Hacker News new | ask | show | jobs
by leobg 857 days ago
How can they license something that they didn’t author? Yes, they have TOS. But training generative AI wasn’t something that existed when ~99% of Reddit’s content was created, hence users could not possibly have consented to it. Besides, at least in Germany, TOS cannot contain regulations that are “surprising” or “unexpected”. Using my content to serve ads is one thing I might expect. But licensing it out for a fee to third parties? I don’t think so.
7 comments

> When Your Content is created with or submitted to the Services, you grant us a worldwide, royalty-free, perpetual, irrevocable, non-exclusive, transferable, and sublicensable license to use, copy, modify, adapt, prepare derivative works of, distribute, store, perform, and display Your Content and any name, username, voice, or likeness provided in connection with Your Content in all media formats and channels now known or later developed anywhere in the world. This license includes the right for us to make Your Content available for syndication, broadcast, distribution, or publication by other companies, organizations, or individuals who partner with Reddit. You also agree that we may remove metadata associated with Your Content, and you irrevocably waive any claims and assertions of moral rights or attribution with respect to Your Content.
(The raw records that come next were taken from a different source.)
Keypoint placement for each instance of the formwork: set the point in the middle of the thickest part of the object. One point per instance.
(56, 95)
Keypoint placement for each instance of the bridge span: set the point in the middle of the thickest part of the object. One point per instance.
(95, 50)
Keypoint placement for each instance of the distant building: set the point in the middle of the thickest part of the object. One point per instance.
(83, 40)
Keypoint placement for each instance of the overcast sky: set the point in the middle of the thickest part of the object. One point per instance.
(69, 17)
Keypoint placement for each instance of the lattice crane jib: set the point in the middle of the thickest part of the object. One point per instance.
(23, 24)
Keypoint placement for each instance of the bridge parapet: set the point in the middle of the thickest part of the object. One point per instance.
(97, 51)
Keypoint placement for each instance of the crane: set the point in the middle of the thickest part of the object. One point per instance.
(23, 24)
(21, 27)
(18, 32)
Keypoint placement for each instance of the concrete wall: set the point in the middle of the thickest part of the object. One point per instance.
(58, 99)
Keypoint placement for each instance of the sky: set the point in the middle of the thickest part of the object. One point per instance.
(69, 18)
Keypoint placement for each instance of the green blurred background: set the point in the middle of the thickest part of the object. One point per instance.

From the oldest version of their ToS[1]. This is unchanged in the newest versions even for the EEA[2]. It seems pretty clearly that whatever AI training is doing is covered by "use, copy, modify, adapt, prepare derivative works of, distribute, store, perform, and display" in "media formats and channels now known or later developed anywhere in the world" (emphasis mine).

[1] https://www.redditinc.com/policies/user-agreement-october-15...

[2] https://www.redditinc.com/policies/user-agreement-february-1...

At least in Germany, such agreements are afaik invalid and without a severability clause, possibly all others too. Simply because something like copyright cannot be assigned in Germany. Secondly, there are ways to use Reddit without ever having agreed to the ToS.
That clause does not assign copyright. You explicitly keep your own copyright (in the previous clause, I didn't reproduce it above). You just grant them a license to use your content in the ways they listed.
how do you make a comment without creating an account which requires you to agree to the tos?
In Germany lopsided contracts clauses that surrender all rights are void. GDPR also gives you the right to recall all your data, so you should be able to delete your account and all your data.
This is (hopefully) the major difference between web 2.0 and Web3. In the latter, the goal is to build services where you actually own your content.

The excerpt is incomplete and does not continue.